In several occasions I observed that there are SQL and non-SQL developers who don’t know how to troubleshoot a programming problem in general, respectively a SQL-related issue in particular, and I’m not referring here to the complex problems that typically require the expertise of a specialist, but simple day to day situations: troubleshooting an error thrown by the database engine, an error in the logic, a performance issue, unavailability of resources, etc. I’m not necessarily talking here about the people posting questions on forums, professional networks or blogs, even if in many situations they could have found an answer to the problem by doing a little research, but seeing developers actually at work. It’s true that there are also many cases in which the software throws an error message that you don’t know from where to start or that the error is pointed as appearing at other line than at the line where actually the error occurs, leading the developer to a false thread.
Before going into detail let’s take a short look at troubleshooting and what it means! Paraphrasing Wikipedia’s general definition for troubleshooting, troubleshooting in IT is a type of problem solving applied to software and infrastructure related issues. Software issues refer not only to the various types of errors thrown by software applications, but also to functional, rendering or configuration errors, performance issues, data quality issues, etc. Infrastructure related issues could refer to the IT infrastructure – network, information systems, processes, methods or methodologies used. In this post I will refer only to the software issues even if the technique(s) for troubleshooting this kind of issues could be applied also to infrastructure issues.
Polya’s Approach to Problem Solving
In his book 'How To Solve It', G. Polya, a well known Hungarian mathematician, advances a 4 step natural approach in solving a problem: 1. understanding the problem, 2. devising a plan, 3. carrying out the plan, and 4. looking back [1]. G. Polya’s approach could be used for all types of problems, including IT problems, and even if I find this approach too high level for solving this type of problems, it’s actually a cornerstone on which more detailed approaches could be used. Let’s look shortly at each of Polya’s four steps!

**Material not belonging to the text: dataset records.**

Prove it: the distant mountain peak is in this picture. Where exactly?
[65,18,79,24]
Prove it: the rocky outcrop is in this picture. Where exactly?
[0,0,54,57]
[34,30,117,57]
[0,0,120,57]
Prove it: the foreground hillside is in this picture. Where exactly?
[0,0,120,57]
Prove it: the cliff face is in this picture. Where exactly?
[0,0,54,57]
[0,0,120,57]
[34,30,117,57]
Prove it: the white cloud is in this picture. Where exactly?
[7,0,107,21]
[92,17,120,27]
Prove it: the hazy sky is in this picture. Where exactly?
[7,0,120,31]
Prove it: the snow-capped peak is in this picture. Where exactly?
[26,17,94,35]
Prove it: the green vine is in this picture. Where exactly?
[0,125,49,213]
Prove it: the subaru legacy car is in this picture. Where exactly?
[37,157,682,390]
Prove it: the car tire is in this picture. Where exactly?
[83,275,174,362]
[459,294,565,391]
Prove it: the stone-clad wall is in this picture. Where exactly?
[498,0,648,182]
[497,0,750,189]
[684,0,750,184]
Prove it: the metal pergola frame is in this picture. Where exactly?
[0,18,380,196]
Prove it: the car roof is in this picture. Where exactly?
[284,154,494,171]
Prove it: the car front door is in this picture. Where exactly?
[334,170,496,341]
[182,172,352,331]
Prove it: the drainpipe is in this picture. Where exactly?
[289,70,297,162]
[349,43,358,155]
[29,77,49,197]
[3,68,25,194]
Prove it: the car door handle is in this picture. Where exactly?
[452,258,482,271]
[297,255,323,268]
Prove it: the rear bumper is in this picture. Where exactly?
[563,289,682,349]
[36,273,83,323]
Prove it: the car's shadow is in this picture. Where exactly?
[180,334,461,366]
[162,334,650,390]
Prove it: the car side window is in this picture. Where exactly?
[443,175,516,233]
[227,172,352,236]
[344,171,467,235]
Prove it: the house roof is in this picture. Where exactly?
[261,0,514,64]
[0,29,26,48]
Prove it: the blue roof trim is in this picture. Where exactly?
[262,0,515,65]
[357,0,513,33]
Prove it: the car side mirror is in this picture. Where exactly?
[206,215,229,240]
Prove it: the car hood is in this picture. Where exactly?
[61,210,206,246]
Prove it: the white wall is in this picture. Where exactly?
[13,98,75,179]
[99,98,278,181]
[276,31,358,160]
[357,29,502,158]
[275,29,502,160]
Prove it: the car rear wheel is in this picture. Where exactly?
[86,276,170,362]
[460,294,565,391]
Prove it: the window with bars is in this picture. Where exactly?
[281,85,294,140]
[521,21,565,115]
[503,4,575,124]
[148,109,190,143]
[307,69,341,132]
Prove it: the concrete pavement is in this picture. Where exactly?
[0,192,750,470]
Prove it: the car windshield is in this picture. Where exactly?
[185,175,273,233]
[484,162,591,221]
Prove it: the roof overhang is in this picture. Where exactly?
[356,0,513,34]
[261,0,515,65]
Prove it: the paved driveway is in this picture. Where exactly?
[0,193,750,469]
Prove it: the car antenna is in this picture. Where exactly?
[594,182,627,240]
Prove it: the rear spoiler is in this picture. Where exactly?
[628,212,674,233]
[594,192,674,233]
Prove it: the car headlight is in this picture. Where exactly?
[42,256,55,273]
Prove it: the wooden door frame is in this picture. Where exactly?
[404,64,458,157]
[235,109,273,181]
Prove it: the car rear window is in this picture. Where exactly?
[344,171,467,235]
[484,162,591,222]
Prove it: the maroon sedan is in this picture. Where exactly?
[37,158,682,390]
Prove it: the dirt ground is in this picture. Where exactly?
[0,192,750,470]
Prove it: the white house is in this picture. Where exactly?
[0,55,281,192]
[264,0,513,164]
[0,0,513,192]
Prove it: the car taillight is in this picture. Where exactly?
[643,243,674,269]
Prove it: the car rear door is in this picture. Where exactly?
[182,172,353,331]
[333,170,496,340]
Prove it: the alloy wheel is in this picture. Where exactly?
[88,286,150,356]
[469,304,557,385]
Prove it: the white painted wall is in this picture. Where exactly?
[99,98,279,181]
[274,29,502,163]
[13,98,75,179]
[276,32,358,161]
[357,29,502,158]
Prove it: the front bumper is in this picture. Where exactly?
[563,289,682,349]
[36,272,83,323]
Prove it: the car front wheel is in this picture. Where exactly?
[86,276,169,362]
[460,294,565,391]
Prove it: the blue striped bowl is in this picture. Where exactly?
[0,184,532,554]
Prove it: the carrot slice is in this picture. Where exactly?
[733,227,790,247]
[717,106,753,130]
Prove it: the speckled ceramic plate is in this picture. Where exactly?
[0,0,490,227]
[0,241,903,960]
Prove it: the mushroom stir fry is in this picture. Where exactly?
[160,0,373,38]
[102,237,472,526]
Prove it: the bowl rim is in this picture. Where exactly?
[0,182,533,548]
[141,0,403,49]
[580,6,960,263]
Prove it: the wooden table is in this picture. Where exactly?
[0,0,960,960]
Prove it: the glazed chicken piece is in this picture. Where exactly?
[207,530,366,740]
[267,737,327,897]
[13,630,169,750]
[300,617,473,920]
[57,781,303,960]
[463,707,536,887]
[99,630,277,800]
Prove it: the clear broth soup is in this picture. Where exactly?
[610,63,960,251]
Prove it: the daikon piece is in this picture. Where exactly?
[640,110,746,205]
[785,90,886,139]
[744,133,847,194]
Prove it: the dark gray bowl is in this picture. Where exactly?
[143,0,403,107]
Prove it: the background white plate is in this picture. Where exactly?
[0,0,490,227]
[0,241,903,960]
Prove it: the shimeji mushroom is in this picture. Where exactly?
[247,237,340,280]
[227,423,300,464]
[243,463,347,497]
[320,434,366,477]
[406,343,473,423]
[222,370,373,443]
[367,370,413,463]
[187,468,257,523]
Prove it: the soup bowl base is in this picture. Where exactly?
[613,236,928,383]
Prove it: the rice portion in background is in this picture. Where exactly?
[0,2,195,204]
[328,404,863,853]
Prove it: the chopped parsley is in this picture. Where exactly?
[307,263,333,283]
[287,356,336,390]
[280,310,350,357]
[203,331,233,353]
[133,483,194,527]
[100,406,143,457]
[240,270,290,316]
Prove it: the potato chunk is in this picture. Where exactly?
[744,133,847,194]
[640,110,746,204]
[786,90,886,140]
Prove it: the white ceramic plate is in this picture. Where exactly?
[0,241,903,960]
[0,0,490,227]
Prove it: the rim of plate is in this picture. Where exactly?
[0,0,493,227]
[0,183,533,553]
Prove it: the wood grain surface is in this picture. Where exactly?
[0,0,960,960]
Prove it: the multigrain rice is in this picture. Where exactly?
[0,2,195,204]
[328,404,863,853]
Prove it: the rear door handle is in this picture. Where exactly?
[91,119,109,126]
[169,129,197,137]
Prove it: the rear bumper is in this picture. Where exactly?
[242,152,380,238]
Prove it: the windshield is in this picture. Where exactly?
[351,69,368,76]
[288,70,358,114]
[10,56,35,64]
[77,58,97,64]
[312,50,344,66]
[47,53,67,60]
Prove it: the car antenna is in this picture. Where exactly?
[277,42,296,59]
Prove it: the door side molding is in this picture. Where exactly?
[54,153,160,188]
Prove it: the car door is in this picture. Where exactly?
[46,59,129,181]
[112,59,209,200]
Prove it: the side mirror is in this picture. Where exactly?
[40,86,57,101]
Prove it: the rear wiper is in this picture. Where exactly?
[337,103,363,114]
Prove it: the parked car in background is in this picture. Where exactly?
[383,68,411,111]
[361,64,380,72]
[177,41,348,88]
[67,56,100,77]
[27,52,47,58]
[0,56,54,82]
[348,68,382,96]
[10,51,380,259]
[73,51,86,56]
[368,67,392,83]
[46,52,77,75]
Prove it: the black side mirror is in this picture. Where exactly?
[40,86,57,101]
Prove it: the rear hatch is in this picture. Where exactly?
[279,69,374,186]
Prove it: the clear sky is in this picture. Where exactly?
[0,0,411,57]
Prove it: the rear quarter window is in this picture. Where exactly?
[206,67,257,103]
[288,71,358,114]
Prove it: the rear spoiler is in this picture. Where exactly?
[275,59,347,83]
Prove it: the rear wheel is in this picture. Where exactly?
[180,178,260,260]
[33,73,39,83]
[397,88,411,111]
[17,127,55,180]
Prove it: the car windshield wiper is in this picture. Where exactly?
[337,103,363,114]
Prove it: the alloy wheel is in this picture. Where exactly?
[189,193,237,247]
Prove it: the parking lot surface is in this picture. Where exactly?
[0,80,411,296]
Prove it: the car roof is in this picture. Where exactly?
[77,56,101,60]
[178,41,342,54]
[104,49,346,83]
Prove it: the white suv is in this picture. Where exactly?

1. Understanding the problem
Understanding the problem resumes in identifying what is known, the data, the actual facts, and what is not known, what causes the issue and how it will be solved. Somebody was saying that a problem well understood is half solved, and there are quite good chances to arrive to the wrong solution if the problem is not well understood. If in Mathematics the problem is defined beforehand together with the whole range of constraints, in IT for example, when troubleshooting the problem needs to be defined, in the context of this post the problem revolving around a technical or business issue appearing in the form of an error message, un unexpected/wrong application behavior, wrong process, etc. Thus the actual facts could resume to the error message, current vs. expected behavior, tools used, high/low level design, business logic, affected objects, specific constraints, etc.
2. Devising a plan
In this step is attempted to find the connection between the data and the unknown, looking at the problem from different angles in order to obtain an idea of the solution, to make a plan [1]. We have a plan when we know which steps we have to follow in order to identify the issue (solve the problem), they don’t have to be too detailed, but addressable, not necessarily complete but as a base that could be evolved with time, for example when new information/results are found. It could be multiple directions to look into, for example based on possible list of causes, constraints the various features comes with, different features for implementing the same thing, etc.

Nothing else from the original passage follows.